Traumatisé par ce rejet, il sollicite le soutien de SOS homophobie, une ONG qui tient une ligne d'écoute. La démarche n'a pas suffi pas à calmer le mal-être du jeune homme, qui s'est enlevé la vie l'an dernier, quelques heures après un ultime entretien avec l'un des bénévoles.

«Nous avons été très secoués par ce cas même s'il a laissé après sa mort une note pour dire que nous l'avions beaucoup aidé», relate le président de SOS homophobie, Jacques Lizée.

La fin tragique de Guillaume (nom fictif) confirme, si besoin était, que l'homophobie continue de faire des ravages dans le pays, souligne le militant, qui réclame une action accrue de sensibilisation du gouvernement.

«La visibilité accrue des lesbiennes et des gais ne doit pas masquer la permanence et la violence d'une homophobie présente à tous les niveaux de la société», relève M. Lizée, qui a rendu public la semaine dernière le rapport annuel de l'organisation pour 2008.

Basé sur plus de 1200 témoignages téléphoniques recueillis en cours d'année, il démontre que l'homophobie demeure une problématique particulièrement importante en milieu de travail.

Jouer à l'autruche

Un sondage récent a démontré qu'environ 40% des homosexuels sur le marché du travail estimaient avoir été victimes d'insultes ou de brimades découlant de leur orientation sexuelle.
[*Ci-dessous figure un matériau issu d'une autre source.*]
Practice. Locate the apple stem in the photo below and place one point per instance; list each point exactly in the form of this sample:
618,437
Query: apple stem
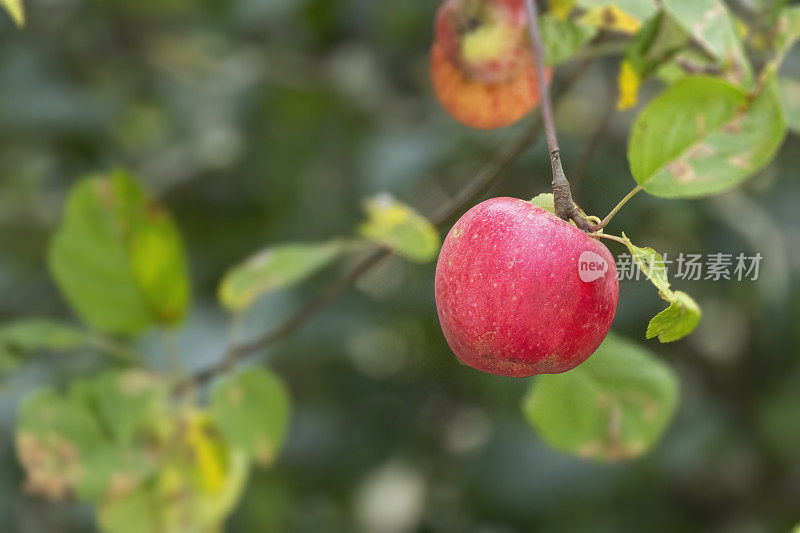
562,194
603,223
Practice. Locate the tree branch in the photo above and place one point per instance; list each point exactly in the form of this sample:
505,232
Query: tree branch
562,195
466,196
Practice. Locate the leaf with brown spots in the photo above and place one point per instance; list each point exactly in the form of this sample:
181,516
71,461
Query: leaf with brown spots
703,136
683,313
118,258
252,410
614,406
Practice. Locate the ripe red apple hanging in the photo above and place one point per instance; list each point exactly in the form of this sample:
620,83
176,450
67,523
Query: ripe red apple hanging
520,291
482,68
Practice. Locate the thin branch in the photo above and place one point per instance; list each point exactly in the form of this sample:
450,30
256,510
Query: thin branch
466,196
603,223
562,195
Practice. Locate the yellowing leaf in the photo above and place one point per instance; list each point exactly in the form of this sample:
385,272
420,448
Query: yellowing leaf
561,8
546,201
629,82
251,410
274,268
611,18
16,10
613,407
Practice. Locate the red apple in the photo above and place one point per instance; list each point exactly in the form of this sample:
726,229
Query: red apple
484,105
486,39
521,292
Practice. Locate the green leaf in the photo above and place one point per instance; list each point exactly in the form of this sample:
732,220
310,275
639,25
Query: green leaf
711,25
704,136
252,411
683,313
790,98
787,31
611,17
545,201
40,334
97,440
651,263
614,406
277,267
563,39
16,10
397,226
118,258
677,320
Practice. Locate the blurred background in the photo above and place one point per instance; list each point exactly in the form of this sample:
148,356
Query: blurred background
263,121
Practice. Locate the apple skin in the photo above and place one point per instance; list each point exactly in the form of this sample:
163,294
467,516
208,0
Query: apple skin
484,105
486,39
509,295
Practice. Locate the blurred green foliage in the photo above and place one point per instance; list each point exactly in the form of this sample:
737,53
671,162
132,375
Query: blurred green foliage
264,121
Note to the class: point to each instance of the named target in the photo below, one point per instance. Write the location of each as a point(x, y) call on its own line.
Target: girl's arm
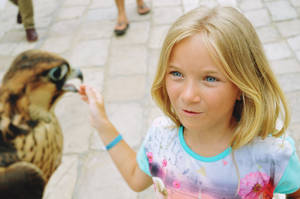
point(295, 195)
point(122, 155)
Or, pratiquement aucun cas ne se retrouve devant les tribunaux.

«Il y a un manque total de confiance des homosexuels tant envers la police que la justice... Beaucoup préfèrent se taire ou porter plainte pour harcèlement sans évoquer explicitement leur homosexualité pour faire cesser les abus», relate M. Lizée.

Ceux qui vont de l'avant, ajoute-t-il, peinent à recueillir des témoignages d'appui puisque leurs collègues craignent souvent d'être mal vus de la direction en dénonçant une situation problématique.

«Comme il n'y a pratiquement pas de plainte, on se bute à un déni total par les gens qui pourraient faire quelque chose (syndicats, directions d'entreprise, etc). Ils préfèrent jouer à l'autruche», indique le militant.

La problématique de l'homophobie en milieu de travail concerne notamment la police. «Chaque année, nous recueillons de nouveaux témoignages concernant des cas de harcèlement entre collègues», indique M. Lizée (voir autre texte).

Propagande haineuse

Malgré les demandes de SOS homophobie, les écoles de formation de la police n'ont pas intégré de volet relatif à la discrimination qui permettrait de faire reculer les préjugés dans le milieu, dit-il.

Le Syndicat national des policiers municipaux dénonce, de son côté, la persistance d'une «mentalité de machos» qui veut qu'il faut «être un homme viril pour être dans la police» ou encore que les homosexuels sont «faibles».

SOS homophobie se préoccupe également de la «très forte progression» du nombre de plaintes concernant l'internet.

«C'est un lieu de l'anonymat où se déchaînent des propos homophobes d'une très grande violence», souligne l'organisation, qui recense, dans son rapport, plusieurs exemples problématiques relevés sur des sites de réseautage, des forums ou des blogues.

Le document reproduit notamment une bande dessinée montrant une enseignante qui présente à ses élèves un couple d'hommes flanqués de diablotins.

Les trois personnages «ont des traits qui rappellent les caractères antisémites des années 30», relève SOS homophobie, qui déplore le fait que certains opérateurs de sites évoquent la liberté d'expression pour refuser de sévir contre les homophobes.

«Il y a encore du travail à faire en France pour distinguer liberté d'expression et propagande haineuse», souligne M. Lizée.